Yield: about 20 cookies
2 cups dulce de leche (recipe follows)
1 cup all-purpose flour
½ teaspoon salt
3 egg yolks
1 teaspoon melted butter
1 cup confectioners’ sugar, more if necessary
½ cup heavy cream, more if necessary
Prepare the dulce de leche. Cover and refrigerate until ready to use.
Preheat oven to 350°F.
Prepare cookie dough: Put flour and salt in large mixing bowl. Make a well in the center, and drop in the egg yolks and melted butter. Using your fingers, mix the ingredients together to form into a ball of dough. Transfer dough to lightly floured work surface and knead vigorously for 10 minutes, or until smooth and elastic. Let dough rest for 10 minutes.
On lightly floured work surface, roll dough to about 1/8 inch think with lightly floured rolling pin.
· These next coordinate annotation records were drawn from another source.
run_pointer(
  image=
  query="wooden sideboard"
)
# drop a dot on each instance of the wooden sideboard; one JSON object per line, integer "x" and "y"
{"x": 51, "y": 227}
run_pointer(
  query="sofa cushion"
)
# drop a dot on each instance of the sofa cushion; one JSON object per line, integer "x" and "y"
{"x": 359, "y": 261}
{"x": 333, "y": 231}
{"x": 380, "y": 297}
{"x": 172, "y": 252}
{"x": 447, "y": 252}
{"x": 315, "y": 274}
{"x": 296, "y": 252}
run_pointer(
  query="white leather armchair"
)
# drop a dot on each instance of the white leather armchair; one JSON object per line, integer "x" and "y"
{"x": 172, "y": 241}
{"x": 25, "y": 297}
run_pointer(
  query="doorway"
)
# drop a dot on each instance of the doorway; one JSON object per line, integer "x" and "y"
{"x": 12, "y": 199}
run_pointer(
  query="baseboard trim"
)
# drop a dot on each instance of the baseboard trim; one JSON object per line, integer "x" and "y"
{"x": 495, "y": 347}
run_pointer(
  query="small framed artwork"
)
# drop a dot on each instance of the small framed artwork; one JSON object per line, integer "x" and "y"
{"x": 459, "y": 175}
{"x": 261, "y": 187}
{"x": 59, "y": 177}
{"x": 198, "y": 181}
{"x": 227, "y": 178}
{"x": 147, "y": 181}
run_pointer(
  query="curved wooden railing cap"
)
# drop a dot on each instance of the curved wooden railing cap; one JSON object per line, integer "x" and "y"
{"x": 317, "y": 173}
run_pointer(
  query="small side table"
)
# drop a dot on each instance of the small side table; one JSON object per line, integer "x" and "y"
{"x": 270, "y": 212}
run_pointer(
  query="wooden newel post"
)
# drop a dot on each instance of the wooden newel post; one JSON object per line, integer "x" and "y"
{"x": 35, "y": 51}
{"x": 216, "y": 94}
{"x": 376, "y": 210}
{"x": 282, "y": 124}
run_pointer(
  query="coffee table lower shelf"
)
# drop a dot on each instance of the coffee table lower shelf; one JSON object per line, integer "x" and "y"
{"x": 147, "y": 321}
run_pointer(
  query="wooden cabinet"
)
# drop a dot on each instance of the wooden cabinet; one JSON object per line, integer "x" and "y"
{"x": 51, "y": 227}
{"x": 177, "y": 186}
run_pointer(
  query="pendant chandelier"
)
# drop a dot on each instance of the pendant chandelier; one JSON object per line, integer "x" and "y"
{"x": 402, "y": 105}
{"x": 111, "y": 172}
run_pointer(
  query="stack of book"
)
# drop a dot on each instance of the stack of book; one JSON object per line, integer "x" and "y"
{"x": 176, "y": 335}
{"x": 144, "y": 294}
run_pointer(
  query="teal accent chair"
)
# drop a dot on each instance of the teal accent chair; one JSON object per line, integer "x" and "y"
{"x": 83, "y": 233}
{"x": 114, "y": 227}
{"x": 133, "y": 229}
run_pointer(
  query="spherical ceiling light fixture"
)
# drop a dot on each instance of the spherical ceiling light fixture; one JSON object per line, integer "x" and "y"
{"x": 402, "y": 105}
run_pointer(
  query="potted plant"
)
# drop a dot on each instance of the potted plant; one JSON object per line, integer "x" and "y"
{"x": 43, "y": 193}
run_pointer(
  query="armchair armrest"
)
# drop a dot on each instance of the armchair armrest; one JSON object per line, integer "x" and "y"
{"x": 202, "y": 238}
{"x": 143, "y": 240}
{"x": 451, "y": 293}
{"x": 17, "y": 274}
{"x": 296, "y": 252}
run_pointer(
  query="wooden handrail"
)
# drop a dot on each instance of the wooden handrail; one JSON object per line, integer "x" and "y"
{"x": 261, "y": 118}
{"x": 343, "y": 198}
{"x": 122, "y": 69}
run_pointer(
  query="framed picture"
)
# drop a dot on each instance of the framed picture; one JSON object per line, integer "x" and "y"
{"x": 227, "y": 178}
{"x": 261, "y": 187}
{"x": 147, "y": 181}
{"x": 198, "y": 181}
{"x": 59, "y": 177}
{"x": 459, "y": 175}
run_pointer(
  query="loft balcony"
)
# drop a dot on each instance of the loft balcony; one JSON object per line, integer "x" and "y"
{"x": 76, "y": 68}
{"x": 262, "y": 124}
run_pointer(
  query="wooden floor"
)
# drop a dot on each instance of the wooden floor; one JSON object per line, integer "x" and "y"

Using a 2-inch cookie cutter or the rim of glass, cut out as many circles as you can from the dough. Gather the scraps together and form them into another ball. Roll dough out again and cut into circles, as with other dough. Repeat until all the dough has been used. Place the circles 1 inch apart on 1 or 2 lightly-greased cookie sheets.
Bake in oven for 10 minutes, or until the cookies are lightly browned. Using a metal spatula, transfer cookies to a wire rack to cool.
Prepare icing: Put 1 cup confectioners’ sugar into asmall bowl, stir in ½ cup heavy cream, a little at a time, and blend well. The icing should coat the spoon lightly. If it seems thin, add a few spoonfuls of confectioners’ sugar; if it is too thick, add a little more cream.
Using a pastry brush, coat the tops of half of the cookies with a thin layer of icing and let dry for 10 minutes.
Spread a thick layer of dulce de leche on the top of the remaining cookies. Place the cookies on top of each other like a sandwich, with the dulce de leche in the center and icing on top.
To serve, stack your alfajores santafecinos on a tray and serve as sweet treats at baptism celebrations and first communion parties.